Per chi vuole la fine della guerra civile sulla giustizia questo è
il momento più difficile e delicato. Non per la necessità di
rimuovere lo spesso strato di incomunicabilità che divide ancora
il centro destra ed il centro sinistra. Ma per fronteggiare gli
inevitabili tentativi di sabotaggio che verranno tentati ai danni
dell’apertura del dialogo da parte dei gruppi più oltranzisti
della galassia giustizialista del paese. Qualcuno potrebbe pensare
che a suscitare una preoccupazione del genere dovrebbero essere
gli estremisti di entrambi gli schieramenti. Ma è bene essere
chiari su questo punto. I garantisti del centro destra non hanno
mai messo i bastoni tra le ruote al confronto. I giustizialisti
del centro sinistra, al contrario, hanno una lunga tradizione in
proposito. Dalla Bicamerale in poi, ed anche negli anni
precedenti, non hanno fatto altro che mandare sistematicamente
all’aria ogni tentativo di sciogliere in qualche modo il nodo
della giustizia che ostruisce il corretto funzionamento della vita
democratica del paese.
Esiste il fondato pericolo, in altri termini, che mentre i
garantisti della Casa delle Libertà accettino di buon grado
l’avvio del dialogo, i personaggi ed i gruppi della sinistra che
guidano e compongono la galassia giustizialista della sinistra si
affrettino a compiere tutte le azioni in grado di boicottare e
mandare a monte l’operazione. Il riferimento è ai settori più
politicizzati della magistratura, agli esponenti più esagitati
dell’Associazione Nazionale Magistrati, ai giornalisti ed agli
intellettuali che hanno cavalcato proficuamente la tigre della
rivoluzione giudiziaria e non vogliono scendere di sella ed a quei
politici dell’ultra sinistra che vedono nel giustizialismo l’unica
nicchia in cui rinchiudersi e sopravvivere durante la legislatura
del centro destra. Costoro sono come gli uomini di Hamas e della
Jihad islamica in Medio Oriente. Rifiutano la pace e sono pronti a
compiere qualsiasi azione pur di continuare una guerra che serve
solo a giustificare la loro presenza sulla scena politica.

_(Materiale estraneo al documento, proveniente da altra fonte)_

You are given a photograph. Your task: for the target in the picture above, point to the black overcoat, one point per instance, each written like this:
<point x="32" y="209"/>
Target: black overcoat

Che fare per fronteggiare il metaforico terrorismo giustizialista?
Le forze responsabili e riformiste del centro sinistra debbono
avere il coraggio di rompere il fronte ad avviare sul serio il
dialogo con la maggioranza. Ed il centro destra, se vuole
veramente cogliere la mano tesa dell’opposizione, non deve far
altro che mantenere ferma la battaglia per la giustizia giusta.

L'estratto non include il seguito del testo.